There has always been this push and pull between newcomers and people who were born here … between who we welcome and who we don’t.
What we’re seeing now is a culmination of a conversation that’s been happening for over 200 years in the United States. I’m hoping that we can place refugee resettlement in that larger context and understand why advocates have fought so hard for it over the years — why this program is important and why it deserves to be saved. As I wrote in an adapted piece from my book published by the New York Times, refugee resettlement has been targeted by the Trump administration, which has pushed the entire system to the edge of collapse.
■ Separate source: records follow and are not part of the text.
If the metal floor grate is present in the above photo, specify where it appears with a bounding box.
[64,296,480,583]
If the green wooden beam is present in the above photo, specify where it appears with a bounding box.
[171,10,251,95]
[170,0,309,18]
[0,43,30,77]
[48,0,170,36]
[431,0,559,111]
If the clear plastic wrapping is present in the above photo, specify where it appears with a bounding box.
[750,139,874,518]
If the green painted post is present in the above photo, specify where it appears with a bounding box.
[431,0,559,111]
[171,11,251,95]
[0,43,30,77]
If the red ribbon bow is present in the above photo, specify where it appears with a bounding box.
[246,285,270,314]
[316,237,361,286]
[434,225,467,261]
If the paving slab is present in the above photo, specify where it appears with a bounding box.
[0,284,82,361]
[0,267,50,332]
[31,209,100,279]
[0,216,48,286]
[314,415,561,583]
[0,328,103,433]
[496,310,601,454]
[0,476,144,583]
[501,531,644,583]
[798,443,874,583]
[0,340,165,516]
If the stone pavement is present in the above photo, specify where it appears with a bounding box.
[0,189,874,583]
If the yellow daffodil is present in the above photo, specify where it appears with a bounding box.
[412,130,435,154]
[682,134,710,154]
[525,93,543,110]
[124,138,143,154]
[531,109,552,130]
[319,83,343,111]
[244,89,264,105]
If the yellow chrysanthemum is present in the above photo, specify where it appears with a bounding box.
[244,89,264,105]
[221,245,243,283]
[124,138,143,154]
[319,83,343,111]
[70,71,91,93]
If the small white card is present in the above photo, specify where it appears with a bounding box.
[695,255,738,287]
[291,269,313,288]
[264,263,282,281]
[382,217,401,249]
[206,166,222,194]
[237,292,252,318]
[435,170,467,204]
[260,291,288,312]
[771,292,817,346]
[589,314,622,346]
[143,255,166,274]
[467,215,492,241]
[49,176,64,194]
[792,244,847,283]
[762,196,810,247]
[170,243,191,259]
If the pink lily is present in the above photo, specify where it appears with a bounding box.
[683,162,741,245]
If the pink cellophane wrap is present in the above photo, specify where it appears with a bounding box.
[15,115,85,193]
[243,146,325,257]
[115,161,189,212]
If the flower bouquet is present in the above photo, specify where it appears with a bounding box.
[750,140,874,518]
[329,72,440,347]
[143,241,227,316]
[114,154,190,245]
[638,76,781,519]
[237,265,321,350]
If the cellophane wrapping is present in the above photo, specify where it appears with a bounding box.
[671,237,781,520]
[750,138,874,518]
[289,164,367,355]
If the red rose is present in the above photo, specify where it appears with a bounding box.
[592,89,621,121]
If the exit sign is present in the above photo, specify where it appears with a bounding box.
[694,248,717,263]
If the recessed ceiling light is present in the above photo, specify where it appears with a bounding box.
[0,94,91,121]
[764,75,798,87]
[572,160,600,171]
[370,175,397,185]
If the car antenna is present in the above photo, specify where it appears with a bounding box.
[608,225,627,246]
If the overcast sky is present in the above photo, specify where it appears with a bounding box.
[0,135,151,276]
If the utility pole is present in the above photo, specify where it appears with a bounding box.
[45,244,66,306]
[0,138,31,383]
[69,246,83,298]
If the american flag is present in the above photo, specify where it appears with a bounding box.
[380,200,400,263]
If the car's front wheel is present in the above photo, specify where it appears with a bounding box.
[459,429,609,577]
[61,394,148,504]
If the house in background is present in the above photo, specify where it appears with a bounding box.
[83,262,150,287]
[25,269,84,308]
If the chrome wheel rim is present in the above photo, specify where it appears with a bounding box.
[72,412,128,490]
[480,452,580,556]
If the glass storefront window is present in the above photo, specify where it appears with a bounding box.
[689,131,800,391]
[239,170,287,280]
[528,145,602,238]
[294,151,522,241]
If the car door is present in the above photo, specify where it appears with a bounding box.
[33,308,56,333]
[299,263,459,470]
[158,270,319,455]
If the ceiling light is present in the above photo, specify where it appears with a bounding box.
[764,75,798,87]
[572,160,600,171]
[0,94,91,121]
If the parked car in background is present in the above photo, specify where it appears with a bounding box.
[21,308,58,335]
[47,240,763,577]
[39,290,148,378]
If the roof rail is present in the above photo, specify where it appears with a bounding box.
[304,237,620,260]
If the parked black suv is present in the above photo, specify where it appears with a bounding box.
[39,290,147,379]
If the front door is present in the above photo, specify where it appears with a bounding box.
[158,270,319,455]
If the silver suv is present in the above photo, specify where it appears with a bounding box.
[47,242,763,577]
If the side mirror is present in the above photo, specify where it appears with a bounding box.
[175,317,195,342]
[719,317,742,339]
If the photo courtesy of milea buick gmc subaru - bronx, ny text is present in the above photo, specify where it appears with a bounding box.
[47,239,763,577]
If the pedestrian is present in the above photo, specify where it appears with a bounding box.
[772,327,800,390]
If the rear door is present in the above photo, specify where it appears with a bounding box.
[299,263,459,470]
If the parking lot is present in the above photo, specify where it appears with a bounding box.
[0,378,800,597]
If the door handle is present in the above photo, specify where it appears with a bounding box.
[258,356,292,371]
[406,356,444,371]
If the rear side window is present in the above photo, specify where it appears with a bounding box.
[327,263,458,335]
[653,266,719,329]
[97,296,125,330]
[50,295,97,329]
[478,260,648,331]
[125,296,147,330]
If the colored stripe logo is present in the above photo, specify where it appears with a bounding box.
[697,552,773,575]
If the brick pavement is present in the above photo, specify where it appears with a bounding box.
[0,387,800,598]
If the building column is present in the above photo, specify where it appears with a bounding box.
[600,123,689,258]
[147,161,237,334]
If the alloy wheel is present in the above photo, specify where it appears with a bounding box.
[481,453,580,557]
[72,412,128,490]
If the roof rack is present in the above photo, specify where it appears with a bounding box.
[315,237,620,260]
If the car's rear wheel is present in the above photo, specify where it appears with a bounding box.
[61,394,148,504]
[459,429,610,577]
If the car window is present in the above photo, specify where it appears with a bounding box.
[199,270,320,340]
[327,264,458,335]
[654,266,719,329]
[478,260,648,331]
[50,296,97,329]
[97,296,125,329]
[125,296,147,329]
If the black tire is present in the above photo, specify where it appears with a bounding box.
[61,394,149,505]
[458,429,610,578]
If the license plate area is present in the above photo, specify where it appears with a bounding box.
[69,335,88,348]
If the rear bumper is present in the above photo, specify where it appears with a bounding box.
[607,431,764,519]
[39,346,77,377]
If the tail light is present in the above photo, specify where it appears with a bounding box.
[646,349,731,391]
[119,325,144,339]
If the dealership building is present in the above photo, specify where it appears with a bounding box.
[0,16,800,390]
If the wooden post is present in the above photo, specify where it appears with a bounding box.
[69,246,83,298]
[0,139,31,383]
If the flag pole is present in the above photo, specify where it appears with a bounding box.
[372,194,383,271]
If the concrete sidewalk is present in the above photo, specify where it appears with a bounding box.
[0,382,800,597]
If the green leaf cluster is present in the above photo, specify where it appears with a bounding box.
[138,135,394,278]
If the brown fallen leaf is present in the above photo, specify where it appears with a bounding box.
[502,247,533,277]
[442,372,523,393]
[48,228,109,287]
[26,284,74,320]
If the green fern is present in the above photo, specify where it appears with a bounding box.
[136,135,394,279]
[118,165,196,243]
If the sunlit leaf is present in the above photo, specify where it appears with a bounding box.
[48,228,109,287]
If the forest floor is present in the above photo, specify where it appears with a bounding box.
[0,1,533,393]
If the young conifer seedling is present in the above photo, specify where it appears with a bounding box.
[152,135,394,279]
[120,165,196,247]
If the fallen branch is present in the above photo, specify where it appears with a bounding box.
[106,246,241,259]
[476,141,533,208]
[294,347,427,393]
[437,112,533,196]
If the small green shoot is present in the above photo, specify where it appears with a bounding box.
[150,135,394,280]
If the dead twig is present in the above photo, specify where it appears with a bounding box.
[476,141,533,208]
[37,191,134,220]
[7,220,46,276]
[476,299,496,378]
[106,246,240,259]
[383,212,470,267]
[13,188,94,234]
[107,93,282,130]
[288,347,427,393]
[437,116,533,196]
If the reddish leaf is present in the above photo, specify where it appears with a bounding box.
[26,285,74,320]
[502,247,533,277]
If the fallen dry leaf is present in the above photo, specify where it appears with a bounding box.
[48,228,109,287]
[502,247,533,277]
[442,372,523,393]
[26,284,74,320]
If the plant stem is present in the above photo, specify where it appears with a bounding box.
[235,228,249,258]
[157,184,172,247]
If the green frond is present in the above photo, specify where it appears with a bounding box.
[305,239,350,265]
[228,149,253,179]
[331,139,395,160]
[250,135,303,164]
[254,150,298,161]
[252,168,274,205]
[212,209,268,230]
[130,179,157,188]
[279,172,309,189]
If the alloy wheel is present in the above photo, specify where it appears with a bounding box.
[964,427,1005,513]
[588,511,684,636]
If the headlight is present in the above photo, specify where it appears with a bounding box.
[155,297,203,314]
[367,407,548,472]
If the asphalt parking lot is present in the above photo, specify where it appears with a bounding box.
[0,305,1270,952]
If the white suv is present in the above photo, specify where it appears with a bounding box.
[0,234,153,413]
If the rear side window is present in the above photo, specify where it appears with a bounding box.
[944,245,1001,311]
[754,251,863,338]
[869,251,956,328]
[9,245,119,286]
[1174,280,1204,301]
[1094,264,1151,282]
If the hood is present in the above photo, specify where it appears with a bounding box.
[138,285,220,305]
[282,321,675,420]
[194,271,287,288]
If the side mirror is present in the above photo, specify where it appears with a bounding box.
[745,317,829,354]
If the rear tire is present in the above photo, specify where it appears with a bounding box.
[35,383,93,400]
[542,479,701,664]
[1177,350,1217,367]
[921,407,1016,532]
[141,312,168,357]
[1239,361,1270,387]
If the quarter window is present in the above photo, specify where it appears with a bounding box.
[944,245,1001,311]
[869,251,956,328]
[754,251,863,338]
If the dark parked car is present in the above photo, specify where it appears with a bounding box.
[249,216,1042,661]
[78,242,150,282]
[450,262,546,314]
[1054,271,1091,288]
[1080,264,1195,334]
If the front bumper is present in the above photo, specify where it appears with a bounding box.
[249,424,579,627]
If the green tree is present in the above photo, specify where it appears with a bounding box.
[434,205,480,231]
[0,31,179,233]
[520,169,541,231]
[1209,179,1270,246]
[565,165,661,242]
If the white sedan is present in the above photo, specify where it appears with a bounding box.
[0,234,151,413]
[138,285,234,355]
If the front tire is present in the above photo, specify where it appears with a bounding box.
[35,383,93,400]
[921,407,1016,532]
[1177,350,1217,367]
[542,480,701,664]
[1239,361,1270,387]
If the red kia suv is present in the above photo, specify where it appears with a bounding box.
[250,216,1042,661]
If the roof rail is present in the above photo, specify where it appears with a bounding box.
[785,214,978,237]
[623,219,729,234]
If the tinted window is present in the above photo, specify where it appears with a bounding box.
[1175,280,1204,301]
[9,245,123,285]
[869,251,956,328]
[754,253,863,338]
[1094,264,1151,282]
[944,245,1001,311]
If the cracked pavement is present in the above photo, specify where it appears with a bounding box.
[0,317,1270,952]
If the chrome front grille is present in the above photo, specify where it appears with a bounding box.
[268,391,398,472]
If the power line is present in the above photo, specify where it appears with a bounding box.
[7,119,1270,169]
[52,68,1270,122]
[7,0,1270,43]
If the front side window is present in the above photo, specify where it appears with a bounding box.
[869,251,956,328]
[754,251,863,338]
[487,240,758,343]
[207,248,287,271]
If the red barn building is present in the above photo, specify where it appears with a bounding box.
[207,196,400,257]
If we have any hope of saving this extraordinary program, now is the time to act.
What one thing do you most hope readers take away from this book?
Empathy. Refugees are not a different class of people because they have a different visa category. They are just people, caught up in extraordinary circumstances, who want to find a safe place. I’m hoping that readers can empathize with these stories, and read what happened, and think: “I probably would have made that choice, too,” I want readers to understand that the U.S. resettlement program is the most basic thing we can offer people who need a safe place, and we should fight to sustain it.
Refugees are just people, caught up in extraordinary circumstances, who want to find a safe place.